Enquanto isso, a Escola Classe Morro da Cruz, que também conta com turmas de ensino infantil, está instalada num local improvisado, dividindo espaço com a CRE e o Centro Interescolar de Línguas (CIL) de São Sebastião. Essa unidade está de mudança para um imóvel alugado no bairro Morro da Cruz.
A situação física do CED Zumbi dos Palmares é mais desesperadora: a escola está provisoriamente instalada num prédio particular, onde funcionava uma faculdade particular. O prédio fica no centro da cidade, não tem estacionamento, quadra, pátio ou refeitório. Até o ano passado, as salas não tinham ar-condicionado nem janelas.
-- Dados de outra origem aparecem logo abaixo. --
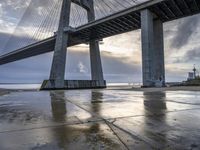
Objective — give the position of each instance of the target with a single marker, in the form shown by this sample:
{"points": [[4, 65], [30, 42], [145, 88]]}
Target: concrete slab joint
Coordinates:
{"points": [[152, 50]]}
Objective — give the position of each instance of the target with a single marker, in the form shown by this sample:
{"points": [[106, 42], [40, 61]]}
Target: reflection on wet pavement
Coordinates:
{"points": [[100, 119]]}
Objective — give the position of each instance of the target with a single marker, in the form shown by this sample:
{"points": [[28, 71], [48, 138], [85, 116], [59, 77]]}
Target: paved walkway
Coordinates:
{"points": [[100, 119]]}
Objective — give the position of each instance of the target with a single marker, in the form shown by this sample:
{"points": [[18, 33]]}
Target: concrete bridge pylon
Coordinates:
{"points": [[57, 74], [153, 66]]}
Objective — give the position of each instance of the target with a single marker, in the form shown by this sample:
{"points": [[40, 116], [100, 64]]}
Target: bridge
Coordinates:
{"points": [[148, 16]]}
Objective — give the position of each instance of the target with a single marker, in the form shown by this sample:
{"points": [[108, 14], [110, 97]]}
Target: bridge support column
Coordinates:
{"points": [[95, 57], [152, 50], [57, 74]]}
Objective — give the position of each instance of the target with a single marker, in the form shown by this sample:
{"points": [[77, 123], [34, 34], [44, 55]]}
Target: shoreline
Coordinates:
{"points": [[126, 88]]}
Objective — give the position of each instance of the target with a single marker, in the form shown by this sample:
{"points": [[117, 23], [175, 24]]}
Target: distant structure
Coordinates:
{"points": [[193, 75], [190, 76]]}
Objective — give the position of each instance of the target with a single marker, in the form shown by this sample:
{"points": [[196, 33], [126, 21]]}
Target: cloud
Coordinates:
{"points": [[185, 30]]}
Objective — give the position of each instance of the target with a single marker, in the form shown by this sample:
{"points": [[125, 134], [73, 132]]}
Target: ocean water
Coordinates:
{"points": [[37, 86]]}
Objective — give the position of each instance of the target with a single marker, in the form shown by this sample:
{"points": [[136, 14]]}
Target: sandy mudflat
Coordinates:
{"points": [[178, 88], [4, 91]]}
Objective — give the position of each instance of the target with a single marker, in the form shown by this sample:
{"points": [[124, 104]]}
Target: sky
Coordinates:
{"points": [[121, 54]]}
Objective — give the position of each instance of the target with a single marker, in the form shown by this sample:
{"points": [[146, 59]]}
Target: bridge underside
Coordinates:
{"points": [[121, 22]]}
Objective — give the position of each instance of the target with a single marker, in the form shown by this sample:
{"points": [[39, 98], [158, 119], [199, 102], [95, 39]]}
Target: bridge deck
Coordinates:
{"points": [[121, 22]]}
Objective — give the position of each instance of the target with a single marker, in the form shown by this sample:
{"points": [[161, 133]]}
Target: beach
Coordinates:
{"points": [[112, 118]]}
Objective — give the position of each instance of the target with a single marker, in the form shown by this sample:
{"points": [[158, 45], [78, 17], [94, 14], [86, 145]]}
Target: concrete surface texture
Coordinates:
{"points": [[100, 119]]}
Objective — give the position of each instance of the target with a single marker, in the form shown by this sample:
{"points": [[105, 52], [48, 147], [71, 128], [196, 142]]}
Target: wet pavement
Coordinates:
{"points": [[100, 119]]}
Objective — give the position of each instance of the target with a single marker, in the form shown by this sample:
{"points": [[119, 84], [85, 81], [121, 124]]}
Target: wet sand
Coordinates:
{"points": [[123, 118]]}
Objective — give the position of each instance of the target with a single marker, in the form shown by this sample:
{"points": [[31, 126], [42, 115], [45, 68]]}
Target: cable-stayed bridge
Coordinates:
{"points": [[88, 21]]}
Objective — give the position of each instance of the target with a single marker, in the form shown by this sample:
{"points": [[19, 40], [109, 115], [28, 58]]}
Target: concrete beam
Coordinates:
{"points": [[152, 50]]}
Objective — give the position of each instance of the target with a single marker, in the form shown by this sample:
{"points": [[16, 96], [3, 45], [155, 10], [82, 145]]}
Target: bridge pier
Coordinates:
{"points": [[95, 57], [152, 50], [57, 74]]}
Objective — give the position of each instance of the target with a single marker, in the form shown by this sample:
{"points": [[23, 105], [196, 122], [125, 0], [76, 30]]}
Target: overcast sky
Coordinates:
{"points": [[121, 55]]}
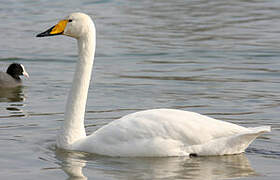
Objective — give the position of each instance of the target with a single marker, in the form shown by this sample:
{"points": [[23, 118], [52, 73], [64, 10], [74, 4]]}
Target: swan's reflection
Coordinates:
{"points": [[219, 167]]}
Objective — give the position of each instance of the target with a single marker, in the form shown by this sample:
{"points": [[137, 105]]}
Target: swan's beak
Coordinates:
{"points": [[55, 30]]}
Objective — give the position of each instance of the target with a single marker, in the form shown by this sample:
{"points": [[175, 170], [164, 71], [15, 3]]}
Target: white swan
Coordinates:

Este ano receberam ar-condicionado, mas o dono do imóvel alega ter ficado um ano sem receber o pagamento do aluguel da SEE-DF.
As quatro unidades escolares em construção na região não serão suficientes para atender à demanda, como explica Leilane: “O Jardins Mangueiral é um bairro que foi planejado e construído há mais de 10 anos. Já havia, nesse planejamento, a previsão de escolas. Mas elas ainda não existem. Então, quem mora na região e está em idade escolar, é direcionado ou para São Sebastião ou para o Jardim Botânico”.
Segundo Leilane, uma vez construídas, as escolas já estarão atendendo à população local em quase 100%. “Não existe planejamento para a construção de nenhuma escola na região de São Sebastião. Aliás, não existe planejamento nenhum para a educação em São Sebastião”, preocupa-se a dirigente.
“É preciso lembrar que não apenas faltam salas na rede pública, como também as existentes estão, em boa parte, sucateadas, com estrutura imobiliária precarizada, sem a infraestrutura mínima para o alcance da qualidadeda educação prevista no PDE”, avalia Olga Freitas.
A análise da especialista é ainda mais cirúrgica: “A situação da educação no DF torna-se mais grave e gritante quando nos damos conta de que o Distrito Federal é a unidade da federação que tem o IDH mais elevado do País, e onde, contraditoriamente, também a desigualdade entre pobres e ricos é uma das mais abissais”.